Teen mothers also tend to drop out of school and often never return.
No more pilots
Unlike most other African countries, young South Africans are both able to terminate unwanted pregnancies before 20 weeks and get access to contraception – and neither require their parent’s consent.
However, many teens shun clinics because of the judgemental treatment of healthworkers. For this reason, youth-friendly clinics have long been hailed as one of the solutions to teen pregnancies.
However, Dr Thato Chidarikire, acting chief director of child, youth and school health at the South African health ministry, said lack of resources was a problem.

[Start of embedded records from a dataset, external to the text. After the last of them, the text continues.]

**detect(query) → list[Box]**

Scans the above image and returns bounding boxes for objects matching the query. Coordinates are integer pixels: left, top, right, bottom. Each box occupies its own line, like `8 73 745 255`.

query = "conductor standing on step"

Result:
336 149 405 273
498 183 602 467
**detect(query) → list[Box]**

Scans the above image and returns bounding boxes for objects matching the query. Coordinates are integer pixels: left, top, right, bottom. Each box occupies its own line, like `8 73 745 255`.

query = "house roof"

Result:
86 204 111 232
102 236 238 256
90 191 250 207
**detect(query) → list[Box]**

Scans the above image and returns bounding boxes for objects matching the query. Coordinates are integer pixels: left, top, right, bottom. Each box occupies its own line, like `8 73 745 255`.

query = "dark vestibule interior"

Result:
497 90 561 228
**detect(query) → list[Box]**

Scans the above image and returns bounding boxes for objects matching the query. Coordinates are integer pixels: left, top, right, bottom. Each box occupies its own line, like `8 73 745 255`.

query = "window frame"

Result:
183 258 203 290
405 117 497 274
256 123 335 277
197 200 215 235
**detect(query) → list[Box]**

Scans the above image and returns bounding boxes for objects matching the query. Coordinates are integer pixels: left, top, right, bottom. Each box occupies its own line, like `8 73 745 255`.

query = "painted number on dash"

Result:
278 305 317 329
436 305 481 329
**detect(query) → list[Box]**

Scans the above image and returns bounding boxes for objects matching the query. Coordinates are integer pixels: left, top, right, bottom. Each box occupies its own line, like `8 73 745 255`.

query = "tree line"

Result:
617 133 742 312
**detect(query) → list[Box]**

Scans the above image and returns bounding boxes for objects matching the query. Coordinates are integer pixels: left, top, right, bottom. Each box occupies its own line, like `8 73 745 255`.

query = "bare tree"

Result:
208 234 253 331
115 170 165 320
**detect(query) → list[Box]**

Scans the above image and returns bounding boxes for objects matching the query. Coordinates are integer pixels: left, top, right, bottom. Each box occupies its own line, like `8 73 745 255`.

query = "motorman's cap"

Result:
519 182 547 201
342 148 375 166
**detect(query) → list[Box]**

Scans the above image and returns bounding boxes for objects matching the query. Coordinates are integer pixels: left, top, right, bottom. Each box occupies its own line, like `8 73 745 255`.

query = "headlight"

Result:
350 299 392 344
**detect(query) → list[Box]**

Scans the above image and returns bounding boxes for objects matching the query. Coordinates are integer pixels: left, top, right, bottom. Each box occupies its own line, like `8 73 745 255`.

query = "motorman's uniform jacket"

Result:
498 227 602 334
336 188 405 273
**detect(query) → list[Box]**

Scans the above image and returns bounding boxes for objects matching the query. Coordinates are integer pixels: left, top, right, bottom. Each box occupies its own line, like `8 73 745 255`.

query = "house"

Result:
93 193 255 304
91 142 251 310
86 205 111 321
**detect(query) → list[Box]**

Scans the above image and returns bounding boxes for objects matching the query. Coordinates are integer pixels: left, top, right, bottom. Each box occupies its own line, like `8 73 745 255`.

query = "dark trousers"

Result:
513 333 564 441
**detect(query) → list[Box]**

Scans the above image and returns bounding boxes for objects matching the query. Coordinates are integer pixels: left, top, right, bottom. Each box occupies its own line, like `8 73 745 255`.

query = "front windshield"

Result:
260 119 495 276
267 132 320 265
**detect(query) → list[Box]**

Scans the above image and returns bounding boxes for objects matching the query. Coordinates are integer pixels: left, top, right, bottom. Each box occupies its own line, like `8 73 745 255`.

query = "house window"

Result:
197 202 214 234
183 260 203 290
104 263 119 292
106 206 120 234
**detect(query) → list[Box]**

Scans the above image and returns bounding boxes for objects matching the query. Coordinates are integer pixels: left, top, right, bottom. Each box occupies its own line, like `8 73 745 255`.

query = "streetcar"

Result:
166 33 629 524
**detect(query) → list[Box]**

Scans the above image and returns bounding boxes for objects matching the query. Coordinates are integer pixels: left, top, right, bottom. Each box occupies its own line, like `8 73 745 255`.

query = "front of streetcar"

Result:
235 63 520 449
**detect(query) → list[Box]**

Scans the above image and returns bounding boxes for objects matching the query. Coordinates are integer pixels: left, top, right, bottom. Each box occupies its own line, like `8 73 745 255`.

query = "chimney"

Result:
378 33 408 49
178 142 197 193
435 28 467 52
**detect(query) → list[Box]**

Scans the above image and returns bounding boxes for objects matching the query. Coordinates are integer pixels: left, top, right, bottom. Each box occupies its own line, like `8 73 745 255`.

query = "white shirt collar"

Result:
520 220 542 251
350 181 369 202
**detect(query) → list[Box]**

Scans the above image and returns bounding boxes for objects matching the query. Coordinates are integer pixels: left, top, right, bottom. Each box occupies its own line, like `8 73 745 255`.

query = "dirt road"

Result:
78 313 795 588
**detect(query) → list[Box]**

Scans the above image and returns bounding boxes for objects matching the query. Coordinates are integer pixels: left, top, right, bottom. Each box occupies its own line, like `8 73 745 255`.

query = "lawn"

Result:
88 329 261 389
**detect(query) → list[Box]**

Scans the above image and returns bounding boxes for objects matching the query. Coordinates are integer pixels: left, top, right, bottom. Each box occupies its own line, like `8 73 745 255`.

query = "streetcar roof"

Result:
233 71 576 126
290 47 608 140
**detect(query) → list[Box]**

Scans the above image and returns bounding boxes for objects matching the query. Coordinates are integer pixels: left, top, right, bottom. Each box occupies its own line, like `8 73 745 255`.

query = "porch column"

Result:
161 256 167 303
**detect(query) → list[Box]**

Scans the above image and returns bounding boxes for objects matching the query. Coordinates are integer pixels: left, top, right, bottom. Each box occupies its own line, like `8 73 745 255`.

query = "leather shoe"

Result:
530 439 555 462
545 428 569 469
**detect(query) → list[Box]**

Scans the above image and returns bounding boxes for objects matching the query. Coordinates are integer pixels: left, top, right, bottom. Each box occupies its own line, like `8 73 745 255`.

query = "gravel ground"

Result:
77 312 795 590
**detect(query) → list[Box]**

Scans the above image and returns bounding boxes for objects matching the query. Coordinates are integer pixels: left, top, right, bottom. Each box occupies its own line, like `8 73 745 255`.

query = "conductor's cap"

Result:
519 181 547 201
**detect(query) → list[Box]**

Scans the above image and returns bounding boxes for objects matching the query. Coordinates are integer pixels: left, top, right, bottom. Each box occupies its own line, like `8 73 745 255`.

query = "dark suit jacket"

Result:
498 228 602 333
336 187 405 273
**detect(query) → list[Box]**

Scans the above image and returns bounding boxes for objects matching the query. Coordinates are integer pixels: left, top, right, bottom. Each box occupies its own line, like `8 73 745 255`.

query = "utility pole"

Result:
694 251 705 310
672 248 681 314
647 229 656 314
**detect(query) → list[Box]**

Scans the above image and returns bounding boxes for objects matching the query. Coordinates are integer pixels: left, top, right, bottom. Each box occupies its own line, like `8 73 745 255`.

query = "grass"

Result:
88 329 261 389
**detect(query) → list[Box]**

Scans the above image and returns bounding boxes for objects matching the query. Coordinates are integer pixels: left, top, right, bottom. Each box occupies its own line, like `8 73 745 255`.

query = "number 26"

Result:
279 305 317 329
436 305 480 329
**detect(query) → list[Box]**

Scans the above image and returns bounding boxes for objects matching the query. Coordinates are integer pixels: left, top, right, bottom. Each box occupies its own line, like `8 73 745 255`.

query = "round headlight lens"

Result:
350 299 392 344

“Not all primary health care facilities are providing youth-friendly services and have functional, dedicated clinic times for young people. There’s a high turnover of trained personnel and no dedicated resources to support the youth health-focused programmes,” she conceded.
‘Considerable evidence’ of what works
The WHO’s Dr Venkatraman Chandra-Mouli said that there is considerable evidence of successful approaches to reducing adolescent pregnancy.
“What we need are large-scale and sustained programmes. And happily, we now have experiences from a growing number of countries of such programmes,” he said.
“All these programmes had five elements,” according to Chandra-Mouli from the sexual and reproductive health and research unit.
“Firstly, they put scale-up on the national agenda. Secondly, they offered a multi-component intervention package, not just sexual and reproductive services or sexuality education. Thirdly, they put money on the table from internal sources and external sources and managed the scale-up. Fourthly, they built support for the programme and anticipated and addressed resistance when it occurred. And lastly, they worked strategically to ensure sustainability.”